Adipose Tissue Lipoprotein Lipase and Hormone-Sensitive Lipase

Contrasting Findings in Familial Combined Hyperlipidemia and Insulin Resistance Syndrome

Signy Reynisdottir; Bo Angelin; Dominique Langin; Hans Lithell; Mats Eriksson; Cecilia Holm; ; Peter Arner

From the Lipid Laboratory (S.R., P.A.) and Metabolism Unit (B.A., M.E.), Center for Metabolism and Endocrinology, Department of Medicine and Research Center, Karolinska Institute at Huddinge University Hospital, Huddinge, Sweden, the Institute of Geriatrics, Uppsala University, Uppsala, Sweden (H.L.), the Department of Cell and Molecular Biology (C.H.), Lund University, Lund, Sweden, and INSERM UnitÈ 317 (D.L), Institut Louis Bugnard, FacultÈ de MÈdecine, Hôpital Rangueil, Toulouse, France.

Correspondence to Peter Arner, MD, Department of Medicine, Huddinge University Hospital, S-141 86, Huddinge, Sweden.

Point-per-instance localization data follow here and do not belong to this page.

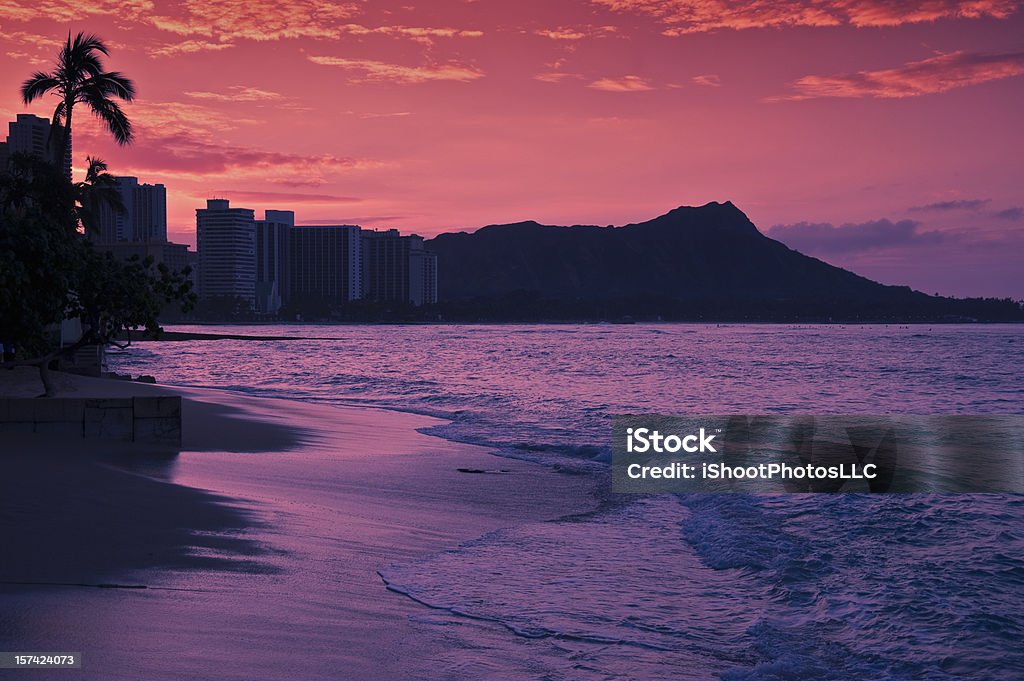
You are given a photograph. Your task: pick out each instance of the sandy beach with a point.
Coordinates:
(254, 553)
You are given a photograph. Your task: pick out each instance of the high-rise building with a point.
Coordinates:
(31, 134)
(397, 268)
(325, 264)
(143, 217)
(272, 265)
(226, 245)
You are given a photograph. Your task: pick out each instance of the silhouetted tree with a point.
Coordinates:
(49, 271)
(98, 192)
(79, 78)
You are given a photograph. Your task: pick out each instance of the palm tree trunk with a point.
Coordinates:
(66, 146)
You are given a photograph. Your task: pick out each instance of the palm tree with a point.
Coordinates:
(97, 194)
(79, 78)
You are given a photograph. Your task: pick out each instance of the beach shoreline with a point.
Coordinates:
(280, 513)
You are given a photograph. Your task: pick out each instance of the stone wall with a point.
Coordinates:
(146, 420)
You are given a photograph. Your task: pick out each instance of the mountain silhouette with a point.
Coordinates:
(699, 262)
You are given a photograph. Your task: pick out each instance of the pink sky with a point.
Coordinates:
(882, 136)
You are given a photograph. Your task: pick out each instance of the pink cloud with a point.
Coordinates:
(931, 76)
(683, 16)
(382, 71)
(624, 84)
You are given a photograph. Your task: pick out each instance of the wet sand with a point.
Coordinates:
(258, 546)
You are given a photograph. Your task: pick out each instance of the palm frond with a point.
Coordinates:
(113, 84)
(38, 85)
(111, 114)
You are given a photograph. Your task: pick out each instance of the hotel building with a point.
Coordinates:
(226, 245)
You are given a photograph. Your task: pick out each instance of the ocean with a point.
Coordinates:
(731, 587)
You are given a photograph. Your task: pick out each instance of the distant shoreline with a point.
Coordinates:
(177, 336)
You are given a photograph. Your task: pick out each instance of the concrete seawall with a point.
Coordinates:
(145, 420)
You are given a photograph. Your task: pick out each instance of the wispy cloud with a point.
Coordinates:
(1014, 214)
(257, 19)
(624, 84)
(556, 76)
(685, 16)
(708, 80)
(383, 71)
(825, 238)
(561, 34)
(954, 205)
(934, 75)
(186, 47)
(291, 197)
(422, 34)
(238, 93)
(71, 10)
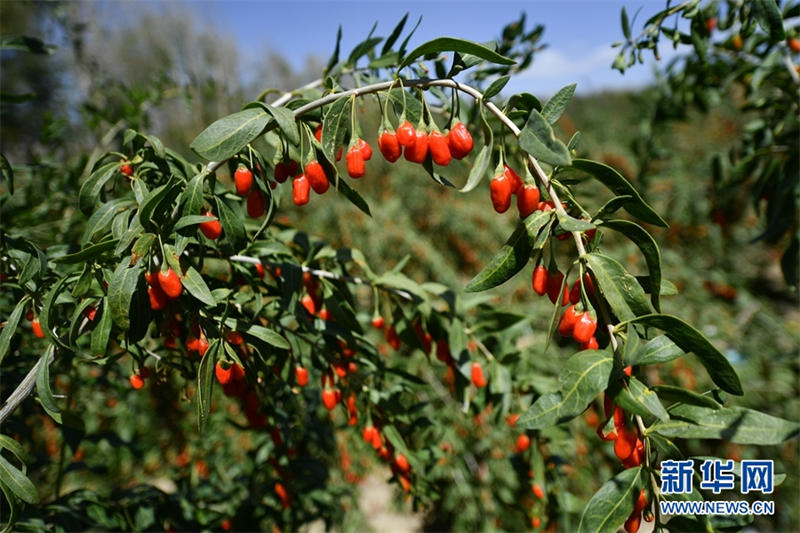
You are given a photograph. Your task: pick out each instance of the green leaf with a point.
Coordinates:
(691, 340)
(733, 424)
(13, 478)
(479, 167)
(626, 25)
(7, 172)
(11, 326)
(620, 289)
(538, 139)
(649, 248)
(91, 188)
(450, 44)
(205, 373)
(637, 398)
(555, 107)
(672, 393)
(512, 257)
(770, 19)
(102, 331)
(657, 350)
(229, 135)
(43, 387)
(495, 87)
(192, 195)
(90, 252)
(335, 122)
(197, 287)
(585, 375)
(621, 187)
(286, 122)
(613, 503)
(120, 293)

Abstract The metabolism of free fatty acids (FFA) is altered in two common atherosclerosis-promoting disorders: familial combined hyperlipidemia (FCHL) and insulin resistance syndrome (IRS). It has been suggested that these two conditions may have a common etiology. The enzymes lipoprotein lipase (LPL) and hormone-sensitive lipase (HSL) are rate-limiting steps for the turnover of fatty acids in adipose tissue, because they hydrolyze extracellular triglycerides in lipoproteins (LPL) and intracellular triglycerides in adipocytes (HSL). The present study was undertaken to simultaneously determine the activities of LPL and HSL in subcutaneous adipose tissue from male patients with FCHL and IRS. LPL and HSL activity was investigated in 10 nonobese FCHL patients and compared with 10 matched healthy nonobese subjects, and in 8 essentially normolipidemic IRS patients (who did not have overt diabetes mellitus) and compared with 9 nonobese matched control subjects. LPL activity was 43% lower in patients with IRS (P<.0005), as compared with control subjects, but HSL activity was not significantly different in the two groups. On the other hand, HSL activity was decreased by 45% in FCHL patients (P<.01), as compared with control subjects, but LPL activity was not significantly different in FCHL patients and the control group. In conclusion, triglyceride metabolism in adipose tissue is altered in both FCHL and IRS. However, the abnormalities observed involve impaired function of LPL in IRS and impaired function of HSL in FCHL, suggesting separate etiologies for the altered lipolysis in these conditions, at least in male subjects.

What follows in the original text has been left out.